In general, there is nothing wrong with insider trading (http://www.economicpolicyjournal.com/2010/12/judge-needs-lesson-in-finance-and.html), but when it comes to Congressmen personally benefiting as a result of legislation they shape and vote on, there is a clear conflict of interest. Thus, while insider trading laws should be eliminated for the general public, it is a pretty good idea to shackle Congressmen with insider trading regulations, so that the conflicts they face are eliminated, and also on the general principle that Congressmen should be tied up in bureaucratic red tape as much as possible, so that they have less time to harass the rest of us with new legislation.

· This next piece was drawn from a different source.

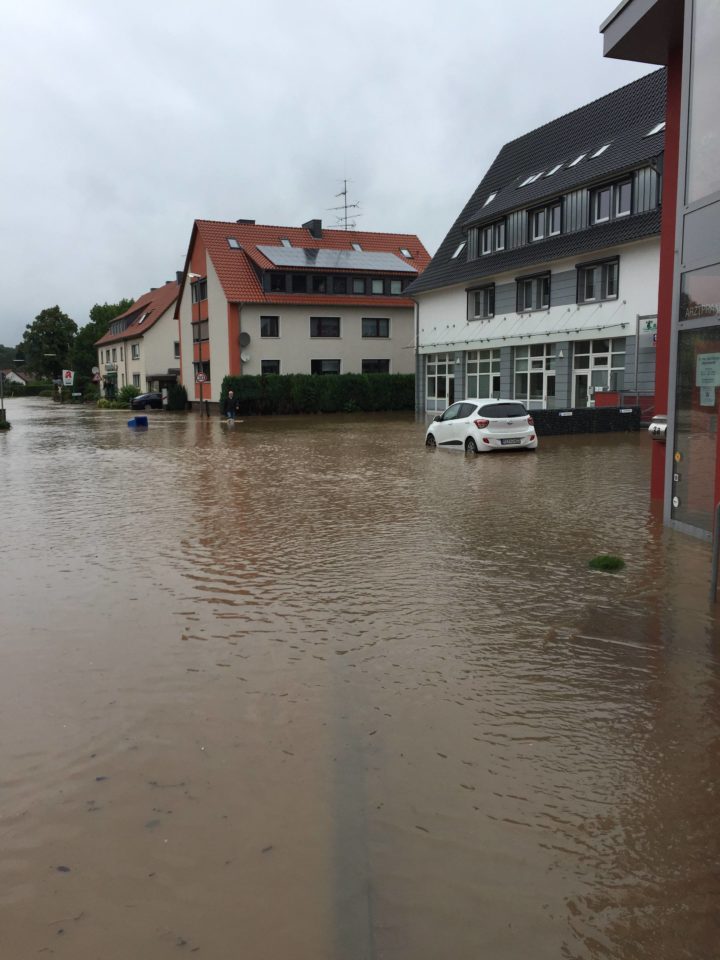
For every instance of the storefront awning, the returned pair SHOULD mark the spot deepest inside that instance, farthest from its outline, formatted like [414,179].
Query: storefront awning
[584,322]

One bill prohibiting insider trading by members of Congress has been written. Richardson reports:

...concerns about members of Congress enriching themselves based on inside information has prompted at least one House bill, the Stop Trading on Congressional Knowledge (STOCK) Act, which would limit the ability of lawmakers to buy and sell stock shares.

First introduced in 2006, the bill has yet to reach the House floor. Its sponsors, Reps. Louise McIntosh Slaughter, New York Democrat, and Timothy J. Walz, Minnesota Democrat, reintroduced the bill in March.Slaughter and Walz are two of the most aggressive interventionists in Congress, it's good to see them baring their fangs inward against their fellow congressmen. I fully support the Stop Trading on Congressional Knowledge Bill.

heavenlyboy34
05-28-2011, 05:59 PM
My goodness, there are a whole lot of hypocrites in congress.

HOLLYWOOD
05-28-2011, 06:37 PM
All you have to look at for an example is NANCY PELOSI.

She has been in Washington DC politics since the 1960's and unless you are incredibly lucking winning the lottery or picking the Wall street winners blindly... no .gov hack can mount $60+ Million in wealth working a government job.

Insider Traders, yet the establishment corporate Parties went after Ron Paul because he's a believer in sound money (Gold, Silver, Platinum...PMS) and publicly attacked him for his investments in gold stocks.